Grandes gueules

L’amour est mort

Lorsque j’ai appris le départ des Expos, j’ai pensé à mon père, décédé depuis 22 ans. J’ai pensé à lui, car il aimait passionnément le baseball, mais surtout parce que c’est ce sport qui nous a rapprochés durant les dernières années de sa vie.

J’étais une amatrice de hockey depuis mon enfance, mais je n’embarquais pas avec le baseball. Puis, en écoutant mon père me décrire les bons jeux et en le voyant si emballé, j’y ai pris goût, j’ai attrapé "la fièvre", comme disait le fameux slogan du début des années 80. Fille unique et cadette d’une famille de quatre, c’est moi qui écoutais le plus souvent les matchs avec lui à la télévision et qui l’accompagnais au Stade olympique, même que, souvent, c’est moi qui lui demandais d’y aller! J’ai assisté avec lui à plusieurs parties durant les années de gloire, de 1979 à 1981, et au Match des étoiles à Montréal en 1982. J’étais au stade au début de la saison de 1982 lorsque le drapeau de championnat de la saison écourtée par la grève de 1981 a été hissé. Et je n’oublierai jamais les matchs de fin de saison fébriles de 1980 où l’équipe est venue à un cheveu, ou plutôt à un releveur de qualité, de remporter le championnat de la division. Quels joueurs nous avions à ce moment! Qui peut oublier les exploits, entre autres, de Tim Raines, Gary Carter, André Dawson et Bill Gullickson?

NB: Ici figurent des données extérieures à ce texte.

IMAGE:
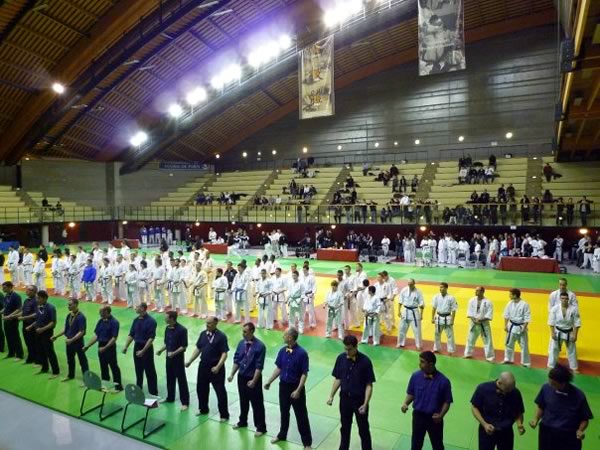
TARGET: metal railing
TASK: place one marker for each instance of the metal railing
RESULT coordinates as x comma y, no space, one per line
547,215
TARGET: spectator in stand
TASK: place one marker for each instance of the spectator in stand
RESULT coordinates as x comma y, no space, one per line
584,210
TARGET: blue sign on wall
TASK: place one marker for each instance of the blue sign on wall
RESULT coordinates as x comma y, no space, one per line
180,165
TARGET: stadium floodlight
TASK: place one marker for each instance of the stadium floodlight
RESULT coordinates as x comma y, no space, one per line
285,42
138,138
196,96
175,110
59,88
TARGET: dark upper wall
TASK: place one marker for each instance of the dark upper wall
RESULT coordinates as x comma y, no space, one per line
510,84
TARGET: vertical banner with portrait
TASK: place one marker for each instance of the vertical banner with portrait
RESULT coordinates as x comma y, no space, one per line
441,36
317,96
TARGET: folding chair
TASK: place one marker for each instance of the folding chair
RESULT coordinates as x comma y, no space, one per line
135,396
93,383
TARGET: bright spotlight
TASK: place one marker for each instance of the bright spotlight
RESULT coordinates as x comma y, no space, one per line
138,139
175,110
196,96
59,88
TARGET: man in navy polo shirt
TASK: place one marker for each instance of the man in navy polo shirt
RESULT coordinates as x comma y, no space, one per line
353,373
562,412
28,317
292,370
497,405
248,363
212,345
106,334
142,334
74,332
175,345
45,321
10,316
431,394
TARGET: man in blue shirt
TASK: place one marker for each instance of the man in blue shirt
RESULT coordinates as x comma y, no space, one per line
142,334
212,345
175,345
28,317
497,405
248,363
10,316
45,321
75,325
353,373
563,411
431,393
106,334
292,370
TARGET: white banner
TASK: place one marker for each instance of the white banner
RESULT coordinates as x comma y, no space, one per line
317,96
441,36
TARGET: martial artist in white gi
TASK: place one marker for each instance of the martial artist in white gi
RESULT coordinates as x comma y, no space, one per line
372,309
334,303
410,311
564,324
480,312
279,286
105,274
309,283
240,289
442,316
517,316
263,290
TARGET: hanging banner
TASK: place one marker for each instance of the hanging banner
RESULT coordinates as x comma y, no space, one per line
441,36
317,96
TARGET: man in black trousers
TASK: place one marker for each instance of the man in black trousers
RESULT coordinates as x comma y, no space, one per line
106,334
292,370
45,321
175,345
142,334
74,331
430,393
28,314
248,363
212,345
10,316
353,373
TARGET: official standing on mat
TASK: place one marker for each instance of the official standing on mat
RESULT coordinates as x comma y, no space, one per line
248,363
142,334
562,412
564,324
45,321
10,317
497,405
292,368
175,344
74,331
430,392
212,348
106,334
353,375
27,316
480,311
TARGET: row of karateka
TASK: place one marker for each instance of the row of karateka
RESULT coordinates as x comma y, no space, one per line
564,320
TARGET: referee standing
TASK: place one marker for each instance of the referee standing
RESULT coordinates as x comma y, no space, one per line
143,333
431,394
248,363
106,334
292,368
353,373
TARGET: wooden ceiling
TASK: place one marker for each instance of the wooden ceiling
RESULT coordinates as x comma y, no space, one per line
580,133
59,41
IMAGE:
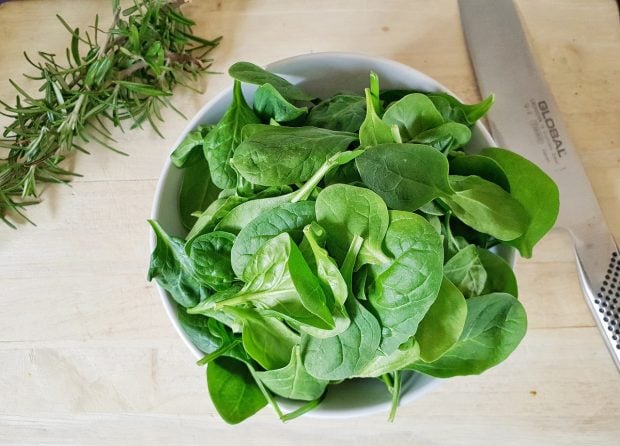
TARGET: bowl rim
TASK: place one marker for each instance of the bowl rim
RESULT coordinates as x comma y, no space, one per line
167,301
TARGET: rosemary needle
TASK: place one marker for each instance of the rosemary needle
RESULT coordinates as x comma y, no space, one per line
126,73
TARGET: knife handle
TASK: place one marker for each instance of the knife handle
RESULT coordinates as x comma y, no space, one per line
602,293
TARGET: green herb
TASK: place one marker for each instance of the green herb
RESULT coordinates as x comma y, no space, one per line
124,74
336,251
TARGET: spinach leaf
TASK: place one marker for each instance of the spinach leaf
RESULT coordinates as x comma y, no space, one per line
330,278
200,330
266,339
486,207
327,271
221,142
406,176
342,112
233,390
445,137
253,74
500,277
270,104
536,192
293,381
173,269
454,110
482,166
344,355
404,291
276,156
242,215
210,217
494,327
443,323
413,114
346,211
289,217
466,272
406,354
279,281
197,190
210,254
373,130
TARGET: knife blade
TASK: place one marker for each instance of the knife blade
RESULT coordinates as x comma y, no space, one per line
526,119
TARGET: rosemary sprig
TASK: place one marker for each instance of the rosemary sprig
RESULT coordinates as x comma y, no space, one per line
126,73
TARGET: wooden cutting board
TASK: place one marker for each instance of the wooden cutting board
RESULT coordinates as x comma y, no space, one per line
87,355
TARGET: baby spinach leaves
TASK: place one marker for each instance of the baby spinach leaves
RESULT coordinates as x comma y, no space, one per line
278,155
346,211
406,288
269,103
290,218
536,192
347,353
342,112
210,254
172,268
221,142
358,240
412,114
293,380
253,74
495,325
406,176
234,393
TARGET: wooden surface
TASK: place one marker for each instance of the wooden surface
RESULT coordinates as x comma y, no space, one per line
87,355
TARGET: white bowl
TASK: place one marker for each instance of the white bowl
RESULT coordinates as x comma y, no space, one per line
320,74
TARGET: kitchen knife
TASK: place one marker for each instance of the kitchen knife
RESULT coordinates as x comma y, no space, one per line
526,120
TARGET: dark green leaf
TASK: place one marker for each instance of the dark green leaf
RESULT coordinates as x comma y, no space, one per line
481,166
277,156
443,323
487,207
253,74
405,289
494,327
289,217
346,211
466,272
340,112
412,114
210,254
234,393
531,187
269,104
406,176
221,142
344,355
293,381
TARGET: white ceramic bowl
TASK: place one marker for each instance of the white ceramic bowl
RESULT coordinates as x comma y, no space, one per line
320,74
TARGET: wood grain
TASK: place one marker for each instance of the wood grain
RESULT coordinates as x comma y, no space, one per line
87,355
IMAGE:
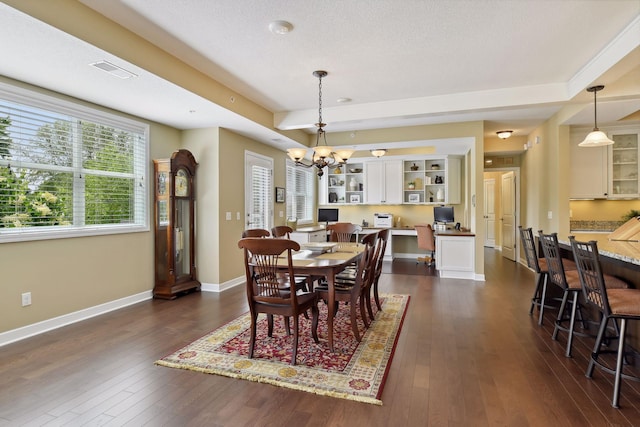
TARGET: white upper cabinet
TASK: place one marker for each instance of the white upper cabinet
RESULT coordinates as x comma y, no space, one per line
623,165
383,182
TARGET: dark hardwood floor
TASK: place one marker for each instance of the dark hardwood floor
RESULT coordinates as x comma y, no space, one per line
469,355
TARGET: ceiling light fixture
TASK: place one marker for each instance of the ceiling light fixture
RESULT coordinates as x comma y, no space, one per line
323,155
504,134
596,138
280,27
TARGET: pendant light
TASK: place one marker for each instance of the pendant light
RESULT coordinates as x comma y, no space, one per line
596,138
323,155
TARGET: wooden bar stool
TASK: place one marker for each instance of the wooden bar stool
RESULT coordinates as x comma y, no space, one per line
613,303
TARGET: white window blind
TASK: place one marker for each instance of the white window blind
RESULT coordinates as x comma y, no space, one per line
68,170
300,193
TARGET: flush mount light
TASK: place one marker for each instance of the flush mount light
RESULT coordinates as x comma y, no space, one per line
378,152
280,27
504,134
596,138
114,69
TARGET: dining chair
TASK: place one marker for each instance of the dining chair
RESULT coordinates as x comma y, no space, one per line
383,237
343,231
255,232
427,242
613,303
349,289
284,231
265,290
539,266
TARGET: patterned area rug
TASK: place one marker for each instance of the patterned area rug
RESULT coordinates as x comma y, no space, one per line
356,371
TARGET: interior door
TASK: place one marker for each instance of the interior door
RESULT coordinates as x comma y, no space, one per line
258,191
509,215
489,213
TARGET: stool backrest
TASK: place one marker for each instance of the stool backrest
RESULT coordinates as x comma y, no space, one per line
551,250
590,273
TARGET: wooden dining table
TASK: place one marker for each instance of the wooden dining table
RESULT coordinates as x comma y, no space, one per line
327,264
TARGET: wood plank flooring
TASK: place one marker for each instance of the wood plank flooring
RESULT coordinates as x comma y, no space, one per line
469,355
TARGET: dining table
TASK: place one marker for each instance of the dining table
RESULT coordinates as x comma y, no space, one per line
326,259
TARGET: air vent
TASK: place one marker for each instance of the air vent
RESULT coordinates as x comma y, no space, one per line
114,69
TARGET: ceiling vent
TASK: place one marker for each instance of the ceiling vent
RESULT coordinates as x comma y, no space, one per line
114,69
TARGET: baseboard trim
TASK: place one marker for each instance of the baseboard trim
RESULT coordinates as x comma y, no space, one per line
67,319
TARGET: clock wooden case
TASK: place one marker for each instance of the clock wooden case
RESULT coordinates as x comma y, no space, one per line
174,226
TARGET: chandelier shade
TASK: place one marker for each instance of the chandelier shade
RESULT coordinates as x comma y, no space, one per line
595,138
323,155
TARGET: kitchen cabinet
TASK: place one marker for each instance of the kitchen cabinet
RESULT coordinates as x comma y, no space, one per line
383,182
431,181
588,177
623,165
344,185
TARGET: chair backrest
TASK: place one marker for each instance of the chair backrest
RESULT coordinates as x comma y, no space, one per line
255,232
263,267
281,231
426,238
551,250
343,231
529,246
590,273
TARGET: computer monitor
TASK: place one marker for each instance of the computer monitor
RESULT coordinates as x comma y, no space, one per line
328,215
443,214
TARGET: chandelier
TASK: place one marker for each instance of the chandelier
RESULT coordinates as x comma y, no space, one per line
323,155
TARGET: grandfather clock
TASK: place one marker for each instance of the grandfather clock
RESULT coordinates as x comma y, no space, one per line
175,225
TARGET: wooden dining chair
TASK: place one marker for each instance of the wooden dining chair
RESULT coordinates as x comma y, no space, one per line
343,231
383,237
613,304
266,292
348,288
255,232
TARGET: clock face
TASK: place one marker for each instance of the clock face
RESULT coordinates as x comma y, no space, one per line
182,183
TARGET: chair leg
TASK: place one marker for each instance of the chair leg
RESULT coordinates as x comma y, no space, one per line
616,386
354,322
375,294
252,338
315,314
560,315
597,346
572,322
542,298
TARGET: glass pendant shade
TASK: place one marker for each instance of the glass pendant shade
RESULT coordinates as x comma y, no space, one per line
597,138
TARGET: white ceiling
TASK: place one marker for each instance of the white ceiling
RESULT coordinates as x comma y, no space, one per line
512,64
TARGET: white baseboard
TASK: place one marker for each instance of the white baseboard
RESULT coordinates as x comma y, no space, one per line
67,319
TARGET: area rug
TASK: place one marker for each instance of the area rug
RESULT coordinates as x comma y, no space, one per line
355,371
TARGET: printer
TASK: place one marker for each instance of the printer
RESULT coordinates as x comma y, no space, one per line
382,220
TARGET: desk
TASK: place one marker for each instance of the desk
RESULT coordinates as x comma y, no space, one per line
328,264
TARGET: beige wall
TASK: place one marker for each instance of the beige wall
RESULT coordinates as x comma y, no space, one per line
67,275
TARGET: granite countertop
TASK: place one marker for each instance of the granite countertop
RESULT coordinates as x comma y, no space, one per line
624,251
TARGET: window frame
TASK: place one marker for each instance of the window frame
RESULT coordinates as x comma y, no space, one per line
291,197
80,111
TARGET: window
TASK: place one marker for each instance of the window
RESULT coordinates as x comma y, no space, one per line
67,170
300,193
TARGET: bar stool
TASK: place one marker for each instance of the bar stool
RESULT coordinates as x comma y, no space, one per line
539,266
613,303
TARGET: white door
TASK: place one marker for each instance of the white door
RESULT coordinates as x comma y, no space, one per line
509,215
258,190
489,213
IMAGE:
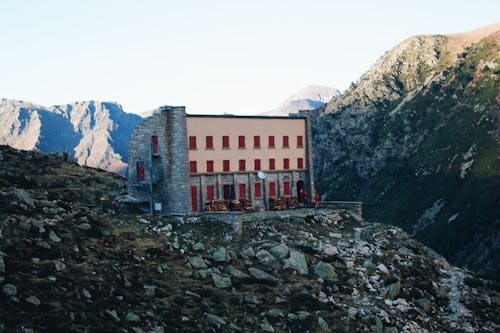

Et que dire de l’atmosphère incroyable qui régnait au stade! Il y avait une telle ardeur durant la partie, et au retour dans le métro, alors que des foules immenses de plus de 40 000 personnes partageaient le même espoir, la même exaltation, le même délire. Il n’y avait pas de barrières linguistiques ou politiques, tous étaient unis par le sport. Mon père a été diagnostiqué du cancer au cours de l’été 1982. Durant son séjour à l’hôpital, pendant les périodes où il était seul, les matchs des Expos lui ont changé les idées. Lorsque mes oncles venaient lui rendre visite, ils pestaient ensemble contre Larry Parrish, Steve Rogers et Stan Bahnsen, et ils vantaient Bill Gullickson et Tim Raines. Le temps que je passais avec lui, quand il y avait un creux dans la conversation ou que j’étais incapable de parler de sa maladie ou de sa mort imminente, on parlait de "nos amours".

Après la mort de mon père, j’ai continué, par périodes, d’être une fan et d’assister aux matchs des Expos à Montréal. Puis, comme beaucoup d’amateurs, en raison de la piètre performance de l’équipe, de la perte de beaucoup de joueurs-vedettes et du manque de visibilité du club dans les médias, j’ai perdu le goût, la fièvre est partie.

L’histoire des Expos de Montréal ressemble à une histoire d’amour. Au début de leur existence, on était tellement heureux de les avoir à Montréal que le simple fait d’assister à un match au Parc Jarry était suffisant, on n’en demandait pas plus. Puis, comme en amour, avec le temps, on est devenus de plus en plus exigeants. On a vécu des moments de grande exaltation et des moments de déception. Et puis, l’amour est mort.